Courses of normalized product ion intensities of M7 antibody–epitope peptide complexes as functions of collision cell voltage differences (ΔCV). The immune complex dissociations with peptides P11 (red square), P12 (violet dot), P13 (green triangle), P14 (violet triangle), P15 (light blue diamond), P16 (orange triangle), and P17 (gray triangle) are shown. Each data point is the mean of two independent measurements (see Table S3). Vertical bars indicate standard deviations. The sigmoidal shaped curves were fitted using a Boltzmann function.
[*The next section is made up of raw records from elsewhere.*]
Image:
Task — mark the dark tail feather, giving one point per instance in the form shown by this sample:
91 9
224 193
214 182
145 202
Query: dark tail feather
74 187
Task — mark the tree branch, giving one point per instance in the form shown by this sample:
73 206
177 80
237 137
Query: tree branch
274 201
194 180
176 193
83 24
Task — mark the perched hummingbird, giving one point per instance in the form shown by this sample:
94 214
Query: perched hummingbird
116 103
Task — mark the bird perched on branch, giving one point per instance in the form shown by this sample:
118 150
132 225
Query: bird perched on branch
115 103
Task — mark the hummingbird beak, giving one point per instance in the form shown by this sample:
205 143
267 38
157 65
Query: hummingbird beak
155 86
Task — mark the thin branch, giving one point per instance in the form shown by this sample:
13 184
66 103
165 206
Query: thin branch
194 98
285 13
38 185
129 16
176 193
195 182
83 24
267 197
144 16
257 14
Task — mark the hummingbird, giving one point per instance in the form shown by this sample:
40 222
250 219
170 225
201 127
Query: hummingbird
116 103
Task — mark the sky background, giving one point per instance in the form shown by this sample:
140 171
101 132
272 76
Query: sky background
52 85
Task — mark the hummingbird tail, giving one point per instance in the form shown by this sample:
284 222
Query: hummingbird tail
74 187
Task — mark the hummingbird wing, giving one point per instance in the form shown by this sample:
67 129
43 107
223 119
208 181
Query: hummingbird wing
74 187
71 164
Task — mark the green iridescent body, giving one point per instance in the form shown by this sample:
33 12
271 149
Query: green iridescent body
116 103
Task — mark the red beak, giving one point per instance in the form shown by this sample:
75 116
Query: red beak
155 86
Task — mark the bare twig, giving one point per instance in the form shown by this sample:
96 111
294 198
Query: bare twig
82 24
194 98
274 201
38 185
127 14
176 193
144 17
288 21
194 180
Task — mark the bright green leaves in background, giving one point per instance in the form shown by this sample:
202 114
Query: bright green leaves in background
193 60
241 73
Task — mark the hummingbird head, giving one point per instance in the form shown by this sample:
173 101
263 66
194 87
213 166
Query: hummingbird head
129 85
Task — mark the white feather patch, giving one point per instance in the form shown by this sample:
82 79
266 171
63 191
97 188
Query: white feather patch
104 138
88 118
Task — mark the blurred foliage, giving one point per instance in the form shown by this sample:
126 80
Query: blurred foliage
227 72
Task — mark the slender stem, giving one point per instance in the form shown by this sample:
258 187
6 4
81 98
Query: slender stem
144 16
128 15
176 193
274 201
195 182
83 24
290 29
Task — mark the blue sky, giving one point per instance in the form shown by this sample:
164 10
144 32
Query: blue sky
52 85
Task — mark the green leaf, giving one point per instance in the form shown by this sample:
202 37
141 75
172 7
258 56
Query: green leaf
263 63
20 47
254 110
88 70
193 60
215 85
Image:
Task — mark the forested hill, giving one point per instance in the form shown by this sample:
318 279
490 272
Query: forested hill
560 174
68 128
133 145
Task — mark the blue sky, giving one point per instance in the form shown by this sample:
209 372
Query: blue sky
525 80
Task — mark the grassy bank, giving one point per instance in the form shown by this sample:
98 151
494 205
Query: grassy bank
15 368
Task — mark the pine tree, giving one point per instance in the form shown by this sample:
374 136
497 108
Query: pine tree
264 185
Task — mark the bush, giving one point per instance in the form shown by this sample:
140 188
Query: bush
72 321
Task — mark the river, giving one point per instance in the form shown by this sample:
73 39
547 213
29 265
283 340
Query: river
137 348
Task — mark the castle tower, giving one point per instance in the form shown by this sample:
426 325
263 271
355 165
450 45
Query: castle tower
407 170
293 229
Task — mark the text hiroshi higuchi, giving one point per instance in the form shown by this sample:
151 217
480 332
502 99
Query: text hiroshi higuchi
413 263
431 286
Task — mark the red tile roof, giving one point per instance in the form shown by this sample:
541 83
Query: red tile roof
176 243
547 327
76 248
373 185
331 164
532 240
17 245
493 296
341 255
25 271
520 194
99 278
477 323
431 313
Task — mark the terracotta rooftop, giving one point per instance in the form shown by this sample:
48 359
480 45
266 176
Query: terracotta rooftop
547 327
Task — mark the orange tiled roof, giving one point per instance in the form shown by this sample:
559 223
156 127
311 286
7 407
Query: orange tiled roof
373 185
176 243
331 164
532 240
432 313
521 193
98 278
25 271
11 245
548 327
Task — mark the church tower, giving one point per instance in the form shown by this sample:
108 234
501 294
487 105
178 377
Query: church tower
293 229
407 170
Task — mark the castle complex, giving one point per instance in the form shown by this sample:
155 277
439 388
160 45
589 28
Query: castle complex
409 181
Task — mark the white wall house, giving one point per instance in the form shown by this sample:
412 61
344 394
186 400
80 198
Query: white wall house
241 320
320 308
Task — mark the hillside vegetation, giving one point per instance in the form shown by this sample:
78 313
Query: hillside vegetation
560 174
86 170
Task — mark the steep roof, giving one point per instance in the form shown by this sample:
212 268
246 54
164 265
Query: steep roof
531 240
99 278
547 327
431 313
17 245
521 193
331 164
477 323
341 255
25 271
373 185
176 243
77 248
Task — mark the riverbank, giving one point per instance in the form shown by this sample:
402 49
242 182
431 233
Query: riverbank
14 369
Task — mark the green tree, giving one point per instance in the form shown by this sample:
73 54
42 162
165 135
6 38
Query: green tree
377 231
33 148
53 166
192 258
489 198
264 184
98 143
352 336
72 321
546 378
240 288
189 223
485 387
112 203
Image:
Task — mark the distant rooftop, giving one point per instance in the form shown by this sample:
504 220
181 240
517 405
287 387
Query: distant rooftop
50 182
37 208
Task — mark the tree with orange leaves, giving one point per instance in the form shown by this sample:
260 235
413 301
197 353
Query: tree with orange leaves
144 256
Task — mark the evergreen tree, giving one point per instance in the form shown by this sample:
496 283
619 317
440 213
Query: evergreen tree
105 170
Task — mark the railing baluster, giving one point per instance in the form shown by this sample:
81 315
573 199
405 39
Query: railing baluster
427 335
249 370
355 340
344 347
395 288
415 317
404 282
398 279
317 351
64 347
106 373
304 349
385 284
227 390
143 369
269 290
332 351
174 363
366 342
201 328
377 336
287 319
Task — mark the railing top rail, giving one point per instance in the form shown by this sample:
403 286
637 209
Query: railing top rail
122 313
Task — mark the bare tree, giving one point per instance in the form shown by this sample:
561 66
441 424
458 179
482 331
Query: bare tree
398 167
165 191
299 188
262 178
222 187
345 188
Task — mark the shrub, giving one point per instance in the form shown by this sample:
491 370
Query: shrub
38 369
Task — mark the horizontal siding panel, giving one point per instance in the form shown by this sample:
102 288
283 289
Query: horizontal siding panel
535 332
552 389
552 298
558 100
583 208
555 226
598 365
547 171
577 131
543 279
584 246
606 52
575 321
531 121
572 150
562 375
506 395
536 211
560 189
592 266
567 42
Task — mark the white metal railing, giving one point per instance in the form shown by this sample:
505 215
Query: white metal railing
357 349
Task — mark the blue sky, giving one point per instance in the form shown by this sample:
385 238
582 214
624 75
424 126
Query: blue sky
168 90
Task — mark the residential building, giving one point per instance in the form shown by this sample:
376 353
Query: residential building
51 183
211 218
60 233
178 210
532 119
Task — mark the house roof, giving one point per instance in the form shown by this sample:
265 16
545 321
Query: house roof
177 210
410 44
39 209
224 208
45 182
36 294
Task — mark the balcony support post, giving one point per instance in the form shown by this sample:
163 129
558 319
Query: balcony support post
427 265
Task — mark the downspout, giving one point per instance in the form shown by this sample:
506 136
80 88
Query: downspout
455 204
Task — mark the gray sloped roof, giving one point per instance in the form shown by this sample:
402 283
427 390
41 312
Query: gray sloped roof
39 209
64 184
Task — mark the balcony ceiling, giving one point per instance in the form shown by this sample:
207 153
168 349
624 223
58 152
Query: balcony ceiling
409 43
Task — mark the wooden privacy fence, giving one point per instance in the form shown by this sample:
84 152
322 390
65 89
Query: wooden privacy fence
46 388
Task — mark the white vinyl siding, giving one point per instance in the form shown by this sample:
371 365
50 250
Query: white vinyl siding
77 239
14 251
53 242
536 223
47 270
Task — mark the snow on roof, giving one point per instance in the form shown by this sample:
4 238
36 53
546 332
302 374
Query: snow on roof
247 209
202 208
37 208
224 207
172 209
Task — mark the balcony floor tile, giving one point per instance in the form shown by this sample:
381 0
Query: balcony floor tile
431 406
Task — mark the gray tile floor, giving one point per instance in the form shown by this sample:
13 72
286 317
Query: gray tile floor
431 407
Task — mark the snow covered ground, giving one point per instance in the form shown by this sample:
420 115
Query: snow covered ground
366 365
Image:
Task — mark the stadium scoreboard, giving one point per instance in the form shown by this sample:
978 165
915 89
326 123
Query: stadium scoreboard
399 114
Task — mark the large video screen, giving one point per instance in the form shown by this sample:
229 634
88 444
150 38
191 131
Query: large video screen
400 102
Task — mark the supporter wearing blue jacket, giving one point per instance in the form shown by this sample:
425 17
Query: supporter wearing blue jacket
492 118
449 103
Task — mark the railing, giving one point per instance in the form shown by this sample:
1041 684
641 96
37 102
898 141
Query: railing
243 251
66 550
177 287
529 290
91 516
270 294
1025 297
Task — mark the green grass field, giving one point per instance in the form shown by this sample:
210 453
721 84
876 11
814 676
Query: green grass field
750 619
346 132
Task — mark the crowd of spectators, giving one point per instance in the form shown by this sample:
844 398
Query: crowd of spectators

Solid lines indicate orthodox binding. Dotted lines indicate unorthodox binding. Curve parameters are given in Table 2.

Figure 4

Courses of normalized product ion intensities of M11.7 antibody–epitope peptide complexes as functions of collision cell voltage differences (ΔCV). The immune complex dissociations with peptides P21 (red square), P22 (violet dot), P23 (green triangle), P24 (violet triangle), P25 (light blue diamond), P26 (orange triangle), P27 (gray triangle), P28 (green hexagon), P29 (purple star), P30 (cyan pentagon), P31 (yellow dot), and P32 (brown cross) are shown. Each data point is the mean of two independent measurements (see Table S4). Vertical bars indicate standard deviations. The sigmoidal shaped curves were fitted using a Boltzmann function. Solid lines indicate orthodox binding. Dotted lines indicate unorthodox binding. Curve parameters are given in Table 2.

Figure 5

Ribbon cartoons of M7 epitope peptide backbone structure models. Alpha helices of P11 to P17 are shown. Selected amino acid residues are shown (stick model) and labeled (single-letter code). Wild-type (wt) and amino acid exchanges (point mutations) are indicated in parentheses. Amino acid numbering as in the full-length hcTnT protein. Binding modes with the M7 antibody are given at the bottom. Amino acid residues that prevent binding are circled. The “V-K-E-A” binding motif amino acid residues are shown.

Figure 6

Ribbon cartoons of M11.7 epitope peptide backbone structure models. Alpha helices of P21 to P32 are shown. Selected amino acid residues are shown (stick models) and labeled (single-letter code). Wild-type (wt) and amino acid exchanges (point mutations) are indicated in parentheses. Amino acid numbering as in the full-length hcTnT protein. Binding modes with the M11.7 antibody are given at the bottom. Amino acid residues that prevent binding are circled. The “E-I-R-E” binding motif amino acid residues are shown.

Figure 7

Ribbon cartoon of the hcTnT backbone structure model. The alpha helix that contains the M7 (red) and the M11.7 (pink) epitopes is shown. Selected amino acid residues are shown (stick models) and labeled (single-letter code). Amino acid residues E138 (orange), E146 (purple) and R154 (purple) are required for antibody binding. The orientations of antibody docking are indicated with red (M7) and purple (M11.7) arrows. A ribbon structure model of full-length hcTnT (UniProt accession no. P45379) is shown in the insert (circled). N- and C-termini are labeled.